Lauren Kaye

Marketers admit they’re still uncertain about how to measure ROI for their SEO and content creation efforts. According to the 2014 State of Digital Marketing report from Web Marketing 123, 83 percent said they struggle to measure precise results from their SEO, and even more (88 percent) are uncertain about how to quantify social media marketing results. Google is coming to the rescue with content categories to help brands gather better insights about their campaigns. 

The new content grouping feature allows marketers to segment their pages into categories that can help marketers analyze their data in a more meaningful way by organizing similar pages into segments. As an example, the Google Analytics Blog post announcing the update gave a couple examples to demonstrate how:

  •  An ecommerce site might want to know whether its T-shirt category outperforms its jeans pages (in terms of website traffic or conversions), but marketers don’t want to (or know how to) look at individual URLs to find this information.
  •  Or, a news content sharing platform may need to see which topics bring in the most readers and keep people on pages. With pages sorted into broader categories, marketers can see that news pieces about green technology outperform political pieces when they compare single articles.

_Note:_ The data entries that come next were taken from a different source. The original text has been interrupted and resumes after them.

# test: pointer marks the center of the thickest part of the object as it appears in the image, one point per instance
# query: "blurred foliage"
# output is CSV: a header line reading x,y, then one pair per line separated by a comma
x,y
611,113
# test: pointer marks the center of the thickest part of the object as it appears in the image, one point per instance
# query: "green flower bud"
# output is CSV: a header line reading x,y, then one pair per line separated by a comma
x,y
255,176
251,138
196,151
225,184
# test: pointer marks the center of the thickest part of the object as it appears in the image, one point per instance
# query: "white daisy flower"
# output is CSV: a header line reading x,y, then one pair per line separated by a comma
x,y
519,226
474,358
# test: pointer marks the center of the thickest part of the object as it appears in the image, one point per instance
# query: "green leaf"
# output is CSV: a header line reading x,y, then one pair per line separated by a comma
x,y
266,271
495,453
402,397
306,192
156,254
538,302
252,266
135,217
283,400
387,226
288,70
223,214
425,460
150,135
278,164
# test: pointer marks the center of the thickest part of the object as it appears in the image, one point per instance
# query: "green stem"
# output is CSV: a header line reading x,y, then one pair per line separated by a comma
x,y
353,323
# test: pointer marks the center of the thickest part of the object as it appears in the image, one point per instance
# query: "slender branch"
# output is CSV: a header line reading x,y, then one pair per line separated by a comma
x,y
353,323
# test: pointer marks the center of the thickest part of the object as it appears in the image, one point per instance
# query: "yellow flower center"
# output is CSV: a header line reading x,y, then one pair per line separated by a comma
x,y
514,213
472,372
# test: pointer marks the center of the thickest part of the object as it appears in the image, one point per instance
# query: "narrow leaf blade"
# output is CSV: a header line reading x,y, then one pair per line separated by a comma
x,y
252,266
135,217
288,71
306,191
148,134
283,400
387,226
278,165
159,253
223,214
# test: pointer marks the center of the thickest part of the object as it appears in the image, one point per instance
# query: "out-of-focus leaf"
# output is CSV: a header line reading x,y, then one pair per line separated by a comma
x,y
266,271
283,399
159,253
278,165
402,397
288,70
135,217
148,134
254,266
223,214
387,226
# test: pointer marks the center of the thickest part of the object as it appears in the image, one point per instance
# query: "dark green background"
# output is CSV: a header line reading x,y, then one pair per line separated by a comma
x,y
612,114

When grouped together, strategists can identify the bigger picture of successful content and conclude it’s not a matter of individual articles doing better than others, but a trend that indicates user preference.

There are three ways marketers can add content groups to their sites: 

1. Tracking codes, such as: ga(‘set’, ‘contentGroup5’, ‘green-tech-news’)

2. Rules, such as: Page contains green technology news

3. Extraction, such as: /green-tech-news.(.*?)/

This is meant to take a lot of the guesswork out of content analytics for publishers, because it saves them the trouble of creating Advanced Segments. Essentially, Google’s new feature is a user-friendly approach to content drill-downs that will help marketers make smarter decisions in 2014 and beyond.